The original local name for the waterfall was Mosi-oa-Tunya which roughly translates to ‘The Smoke That Thunders’. Anyone that has gazed upon this stunning example of nature’s beauty can easily see why it was given this name. During high water, from about December through June annually, the mist from Victoria Falls can be seen from up to 50 kilometres away, and the thunderous roar is almost deafening. The mist and spray rise up to 400 metres into the air and can easily be seen from Livingstone town centre.
Why is Mosi-oa-Tunya called Victoria Falls?
On November 17th 1855, the intrepid explorer, doctor and missionary David Livingstone first gazed upon the world’s largest waterfall from the vantage point of Livingstone Island in present-day Zambia. He was so awe-struck that he named the waterfall after his reigning monarch, Queen Victoria.
What are the Seven Natural Wonders of the World?

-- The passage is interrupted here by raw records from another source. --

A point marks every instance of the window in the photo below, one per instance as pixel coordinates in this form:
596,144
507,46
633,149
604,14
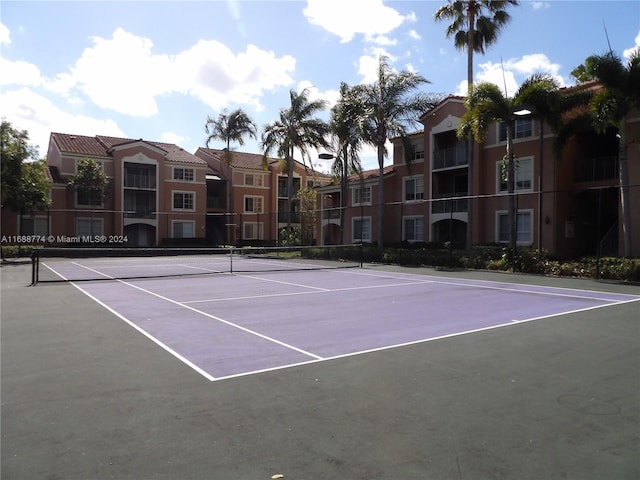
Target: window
362,196
417,151
88,227
34,225
252,179
183,200
522,128
252,230
90,198
362,229
253,204
524,227
524,175
183,229
413,229
413,188
183,174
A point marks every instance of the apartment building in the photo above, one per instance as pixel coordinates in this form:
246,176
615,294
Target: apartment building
568,205
157,194
247,199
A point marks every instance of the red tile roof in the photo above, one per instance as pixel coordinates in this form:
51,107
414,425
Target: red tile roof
100,146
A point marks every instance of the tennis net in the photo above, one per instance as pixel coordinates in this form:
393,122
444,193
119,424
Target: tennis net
91,264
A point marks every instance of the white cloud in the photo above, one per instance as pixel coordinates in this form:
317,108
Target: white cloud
124,75
27,110
347,18
513,72
19,73
627,53
171,137
540,5
5,36
368,64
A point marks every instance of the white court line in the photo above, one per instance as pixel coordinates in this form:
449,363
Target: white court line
424,340
166,347
316,358
462,283
161,344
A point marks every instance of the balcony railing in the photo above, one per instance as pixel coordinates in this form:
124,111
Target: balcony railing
450,204
597,169
283,217
331,214
133,180
146,214
450,157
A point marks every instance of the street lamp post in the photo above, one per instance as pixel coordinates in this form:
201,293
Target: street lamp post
517,111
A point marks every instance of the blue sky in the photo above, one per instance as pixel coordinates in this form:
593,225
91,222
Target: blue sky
157,69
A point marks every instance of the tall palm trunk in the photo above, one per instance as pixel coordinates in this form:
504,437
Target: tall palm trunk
623,170
380,194
470,49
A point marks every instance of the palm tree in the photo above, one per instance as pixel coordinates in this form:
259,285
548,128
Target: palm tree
610,107
346,128
390,106
475,25
297,128
487,104
230,127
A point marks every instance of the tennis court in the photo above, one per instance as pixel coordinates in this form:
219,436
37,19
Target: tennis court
361,373
243,323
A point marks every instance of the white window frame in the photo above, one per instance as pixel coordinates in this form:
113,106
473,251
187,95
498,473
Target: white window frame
36,225
183,209
98,226
366,233
256,199
252,230
356,196
418,182
413,218
520,220
417,151
182,176
253,179
175,223
524,165
518,127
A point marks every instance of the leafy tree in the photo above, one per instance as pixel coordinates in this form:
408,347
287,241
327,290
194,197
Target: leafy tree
25,186
610,107
346,120
297,128
390,104
230,127
475,25
487,104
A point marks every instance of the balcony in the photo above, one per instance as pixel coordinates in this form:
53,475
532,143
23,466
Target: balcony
451,157
450,204
597,169
136,180
140,214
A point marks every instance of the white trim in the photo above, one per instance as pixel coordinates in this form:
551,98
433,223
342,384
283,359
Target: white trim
186,192
404,188
353,229
529,159
191,222
500,213
404,228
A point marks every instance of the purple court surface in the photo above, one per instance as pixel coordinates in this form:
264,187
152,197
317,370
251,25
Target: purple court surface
229,325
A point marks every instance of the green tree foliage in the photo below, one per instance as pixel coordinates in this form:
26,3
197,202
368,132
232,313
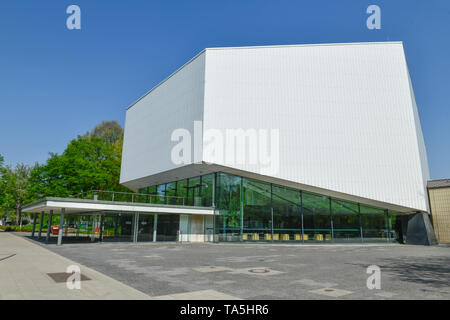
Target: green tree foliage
90,162
15,185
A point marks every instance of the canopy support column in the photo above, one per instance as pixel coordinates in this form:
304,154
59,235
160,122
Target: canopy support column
34,224
61,225
155,227
40,225
50,216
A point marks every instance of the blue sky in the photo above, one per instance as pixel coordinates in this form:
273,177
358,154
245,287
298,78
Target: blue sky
57,83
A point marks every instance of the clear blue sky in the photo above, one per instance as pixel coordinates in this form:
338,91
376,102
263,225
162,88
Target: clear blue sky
56,83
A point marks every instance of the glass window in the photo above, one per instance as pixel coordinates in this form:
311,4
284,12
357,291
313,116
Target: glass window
152,194
257,221
207,190
194,188
228,207
161,194
316,217
118,227
373,224
345,220
182,191
171,193
287,223
167,227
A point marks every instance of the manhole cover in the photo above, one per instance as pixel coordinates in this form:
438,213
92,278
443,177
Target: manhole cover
63,276
258,270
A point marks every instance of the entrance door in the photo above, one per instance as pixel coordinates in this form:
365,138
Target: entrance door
168,226
184,227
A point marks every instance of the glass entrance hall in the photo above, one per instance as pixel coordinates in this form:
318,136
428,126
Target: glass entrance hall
251,210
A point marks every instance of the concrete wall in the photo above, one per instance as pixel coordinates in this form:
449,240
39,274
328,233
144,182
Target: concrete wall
175,103
346,115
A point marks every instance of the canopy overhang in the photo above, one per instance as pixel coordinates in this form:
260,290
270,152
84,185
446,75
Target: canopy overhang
88,206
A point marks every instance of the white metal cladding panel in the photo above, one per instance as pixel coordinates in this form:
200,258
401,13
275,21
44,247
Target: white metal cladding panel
174,104
344,112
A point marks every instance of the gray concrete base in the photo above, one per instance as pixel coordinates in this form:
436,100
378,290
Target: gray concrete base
420,231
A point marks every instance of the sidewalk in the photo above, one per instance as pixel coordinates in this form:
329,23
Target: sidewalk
23,275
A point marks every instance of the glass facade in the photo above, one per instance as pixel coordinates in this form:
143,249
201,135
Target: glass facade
250,210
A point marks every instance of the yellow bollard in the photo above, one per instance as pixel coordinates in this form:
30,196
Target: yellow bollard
285,237
318,237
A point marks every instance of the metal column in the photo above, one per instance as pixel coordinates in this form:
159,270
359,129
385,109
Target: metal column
155,227
135,227
61,226
49,225
94,220
34,224
101,228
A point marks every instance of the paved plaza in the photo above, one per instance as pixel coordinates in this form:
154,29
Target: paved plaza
267,271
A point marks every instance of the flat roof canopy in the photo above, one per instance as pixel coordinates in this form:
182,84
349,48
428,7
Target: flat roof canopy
86,206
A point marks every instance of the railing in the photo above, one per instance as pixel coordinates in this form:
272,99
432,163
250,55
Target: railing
118,196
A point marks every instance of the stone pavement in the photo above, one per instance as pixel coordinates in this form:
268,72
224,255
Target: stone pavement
269,271
23,275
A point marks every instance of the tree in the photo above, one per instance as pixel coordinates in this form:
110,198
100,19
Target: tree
15,186
110,131
90,162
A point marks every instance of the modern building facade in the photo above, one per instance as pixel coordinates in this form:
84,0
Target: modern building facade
439,192
301,143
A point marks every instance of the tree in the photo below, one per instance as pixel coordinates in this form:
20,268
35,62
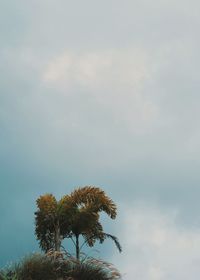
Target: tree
87,203
52,222
74,215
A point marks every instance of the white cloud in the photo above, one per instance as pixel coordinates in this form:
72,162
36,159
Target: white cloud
114,81
156,248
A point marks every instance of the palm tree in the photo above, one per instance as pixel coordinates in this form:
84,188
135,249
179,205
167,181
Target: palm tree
86,204
74,215
52,222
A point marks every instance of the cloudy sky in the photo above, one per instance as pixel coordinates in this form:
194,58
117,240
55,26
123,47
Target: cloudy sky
104,93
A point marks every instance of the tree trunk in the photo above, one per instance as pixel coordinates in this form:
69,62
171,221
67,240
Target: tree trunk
57,238
77,247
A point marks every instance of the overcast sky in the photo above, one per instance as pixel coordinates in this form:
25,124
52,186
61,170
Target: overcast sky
104,93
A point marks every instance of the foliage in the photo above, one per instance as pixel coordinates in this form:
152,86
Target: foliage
57,266
74,215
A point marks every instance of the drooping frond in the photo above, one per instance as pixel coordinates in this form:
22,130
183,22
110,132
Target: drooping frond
90,196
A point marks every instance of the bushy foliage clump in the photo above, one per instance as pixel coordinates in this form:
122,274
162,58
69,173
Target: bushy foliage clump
54,267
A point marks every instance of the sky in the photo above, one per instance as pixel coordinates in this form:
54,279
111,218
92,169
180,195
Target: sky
104,93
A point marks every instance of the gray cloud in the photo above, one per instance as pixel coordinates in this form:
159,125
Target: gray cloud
103,94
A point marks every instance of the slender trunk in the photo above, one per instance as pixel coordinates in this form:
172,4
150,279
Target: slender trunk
57,238
77,247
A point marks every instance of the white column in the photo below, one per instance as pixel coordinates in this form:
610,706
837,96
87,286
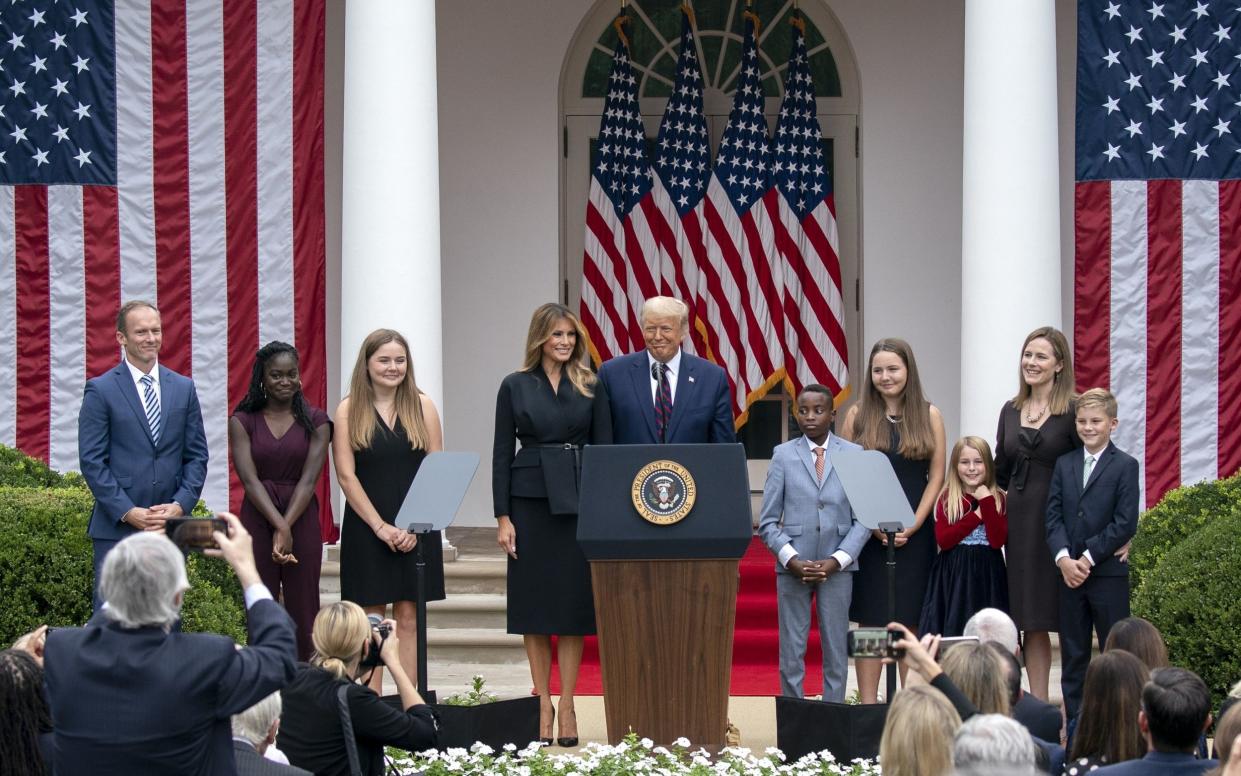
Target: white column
1010,220
390,209
390,212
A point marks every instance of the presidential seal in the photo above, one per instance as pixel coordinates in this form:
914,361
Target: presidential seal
664,492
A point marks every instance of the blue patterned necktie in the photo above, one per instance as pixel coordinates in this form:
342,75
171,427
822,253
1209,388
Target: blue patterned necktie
150,401
663,400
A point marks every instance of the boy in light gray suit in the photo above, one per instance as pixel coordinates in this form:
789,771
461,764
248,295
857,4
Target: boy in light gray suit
809,527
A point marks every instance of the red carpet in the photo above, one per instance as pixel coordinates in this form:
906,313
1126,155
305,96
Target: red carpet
755,645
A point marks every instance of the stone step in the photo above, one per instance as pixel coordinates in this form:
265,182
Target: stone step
488,646
469,611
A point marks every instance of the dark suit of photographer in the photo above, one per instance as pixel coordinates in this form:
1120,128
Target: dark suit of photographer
312,734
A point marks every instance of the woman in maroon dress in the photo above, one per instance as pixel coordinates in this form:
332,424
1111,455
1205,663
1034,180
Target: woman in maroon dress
279,443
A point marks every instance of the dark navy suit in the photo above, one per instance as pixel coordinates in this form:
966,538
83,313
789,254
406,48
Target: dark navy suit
1100,518
123,464
142,700
701,404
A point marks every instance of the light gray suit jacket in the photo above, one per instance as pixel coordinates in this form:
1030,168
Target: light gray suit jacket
815,519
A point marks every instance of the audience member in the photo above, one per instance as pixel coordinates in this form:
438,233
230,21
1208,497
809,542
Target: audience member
1141,640
981,676
130,695
25,720
917,734
1227,731
312,733
1040,718
1107,729
253,733
1175,710
994,744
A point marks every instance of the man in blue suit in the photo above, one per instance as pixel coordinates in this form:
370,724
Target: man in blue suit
663,395
1175,712
142,447
809,527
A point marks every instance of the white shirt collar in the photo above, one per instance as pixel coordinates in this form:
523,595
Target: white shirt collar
812,445
137,374
674,364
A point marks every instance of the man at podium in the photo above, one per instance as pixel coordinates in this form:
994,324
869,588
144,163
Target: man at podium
665,396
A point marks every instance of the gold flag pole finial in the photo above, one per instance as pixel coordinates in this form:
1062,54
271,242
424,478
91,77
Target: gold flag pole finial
618,24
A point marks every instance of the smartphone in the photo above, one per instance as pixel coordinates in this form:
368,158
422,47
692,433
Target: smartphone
874,643
948,642
195,534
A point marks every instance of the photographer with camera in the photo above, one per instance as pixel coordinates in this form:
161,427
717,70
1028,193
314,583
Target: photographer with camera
132,695
336,726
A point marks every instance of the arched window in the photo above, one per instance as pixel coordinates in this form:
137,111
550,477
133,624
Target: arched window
654,36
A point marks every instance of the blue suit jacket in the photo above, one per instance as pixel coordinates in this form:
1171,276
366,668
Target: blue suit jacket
120,462
1100,517
814,518
701,409
140,700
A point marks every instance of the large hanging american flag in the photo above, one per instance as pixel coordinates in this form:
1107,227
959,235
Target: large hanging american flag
621,262
751,246
163,150
1158,231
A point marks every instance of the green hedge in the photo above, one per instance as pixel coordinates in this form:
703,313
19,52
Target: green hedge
1191,597
46,570
1179,515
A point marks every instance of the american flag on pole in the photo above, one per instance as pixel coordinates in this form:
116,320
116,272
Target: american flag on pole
683,165
161,150
1158,231
621,262
745,288
806,236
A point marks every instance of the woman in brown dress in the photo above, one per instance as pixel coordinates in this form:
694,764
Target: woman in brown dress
1036,426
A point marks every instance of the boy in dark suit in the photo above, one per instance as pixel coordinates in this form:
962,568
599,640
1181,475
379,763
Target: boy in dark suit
809,527
1092,512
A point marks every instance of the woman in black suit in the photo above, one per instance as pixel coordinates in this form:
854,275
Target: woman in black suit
552,406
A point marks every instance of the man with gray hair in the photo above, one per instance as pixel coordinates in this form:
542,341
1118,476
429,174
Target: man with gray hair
253,733
663,395
993,744
1041,719
132,695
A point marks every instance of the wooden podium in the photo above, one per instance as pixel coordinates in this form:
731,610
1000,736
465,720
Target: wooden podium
664,527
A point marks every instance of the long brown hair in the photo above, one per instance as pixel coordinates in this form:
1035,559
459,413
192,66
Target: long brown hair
954,491
871,428
541,325
917,733
361,396
1061,384
1111,699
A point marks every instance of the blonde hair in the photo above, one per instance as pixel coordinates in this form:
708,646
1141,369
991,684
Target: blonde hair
871,428
1100,397
954,491
918,733
978,672
338,636
361,395
541,325
665,307
1062,381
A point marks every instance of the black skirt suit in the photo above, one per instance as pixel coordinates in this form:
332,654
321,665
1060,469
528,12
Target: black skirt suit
536,487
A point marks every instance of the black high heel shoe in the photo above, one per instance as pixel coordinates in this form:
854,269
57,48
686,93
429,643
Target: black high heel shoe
568,740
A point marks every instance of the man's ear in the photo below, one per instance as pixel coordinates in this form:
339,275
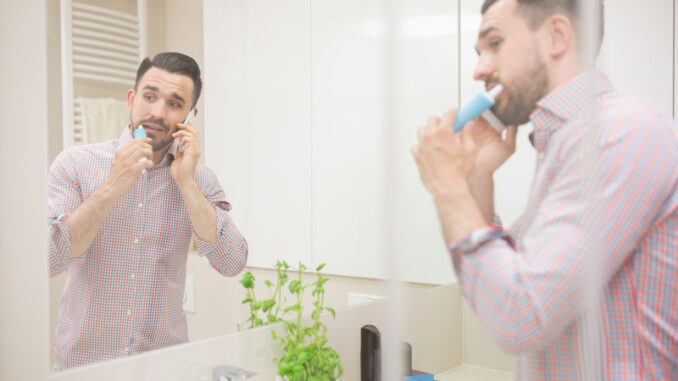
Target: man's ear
130,99
560,35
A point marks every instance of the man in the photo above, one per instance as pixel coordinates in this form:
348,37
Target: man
122,213
613,208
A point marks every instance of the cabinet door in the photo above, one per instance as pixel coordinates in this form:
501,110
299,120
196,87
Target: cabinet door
257,135
360,161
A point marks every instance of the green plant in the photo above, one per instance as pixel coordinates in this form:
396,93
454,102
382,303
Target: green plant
265,306
306,355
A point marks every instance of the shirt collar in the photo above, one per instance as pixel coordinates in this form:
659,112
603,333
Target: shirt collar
564,104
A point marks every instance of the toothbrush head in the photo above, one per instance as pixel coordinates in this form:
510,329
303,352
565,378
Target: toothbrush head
139,132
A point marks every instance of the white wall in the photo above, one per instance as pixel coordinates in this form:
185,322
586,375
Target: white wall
24,338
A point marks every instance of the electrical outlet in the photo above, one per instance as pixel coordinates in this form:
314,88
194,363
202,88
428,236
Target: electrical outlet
189,293
357,298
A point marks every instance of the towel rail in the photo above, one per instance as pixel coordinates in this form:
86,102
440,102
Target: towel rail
105,53
97,44
106,37
105,11
108,20
104,28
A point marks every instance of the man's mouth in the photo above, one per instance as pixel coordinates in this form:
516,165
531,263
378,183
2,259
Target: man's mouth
153,128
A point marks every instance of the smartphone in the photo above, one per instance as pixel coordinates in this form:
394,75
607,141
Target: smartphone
176,144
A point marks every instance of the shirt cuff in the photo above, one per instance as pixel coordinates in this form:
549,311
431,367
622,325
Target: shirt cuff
477,238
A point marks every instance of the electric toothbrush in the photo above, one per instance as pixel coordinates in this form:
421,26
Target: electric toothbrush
480,105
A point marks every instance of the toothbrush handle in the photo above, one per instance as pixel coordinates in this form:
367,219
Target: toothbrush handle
471,111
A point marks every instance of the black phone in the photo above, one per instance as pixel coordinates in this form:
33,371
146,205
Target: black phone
176,144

The Seven Natural Wonders of the World and their locations are listed below:
- Victoria Falls – Zambia/Zimbabwe
- Aurora Borealis – Arctic Circle including Norway, Greenland, Canada
- Harbour of Rio de Janeiro – Brazil
- Grand Canyon – USA
- Mount Everest – Nepal/Tibet
- Great Barrier Reef – Australia
- Paricutin Volcano – Mexico
How can I see Victoria Falls?
It is possible to fly into Zambia through the Harry Mwaanga Nkambula International Airport in Livingstone or the Kenneth Kaunda International Airport in Lusaka. Once in Livingstone, you can see the Victoria Falls from the air in a microlight or helicopter. You can also swim on the edge of the Victoria Falls in the Devil’s Pool or Angel’s Pool located on Livingstone Island or swim underneath the Victoria Falls on an Under the Spray Tour. A visit to the Victoria Falls National Park is also a must for every visitor to Zambia and is open daily.
What is a lunar rainbow?
A lunar rainbow or moonbow is when the moon’s light interacts with the Victoria Falls spray, producing a faint mystical rainbow at night. Avid photographers should bring a tripod and test their skills at capturing this phenomenon in all its splendor. The Zambezi River’s water levels need to be high to produce the spray required to make the lunar rainbow, so it is best to be seen from December through June annually. A clear night is also necessary to get the full strength of the moon’s light, so if you are keen to see a moonbow, we recommend coming in April, May or June when the rains are likely to have finished.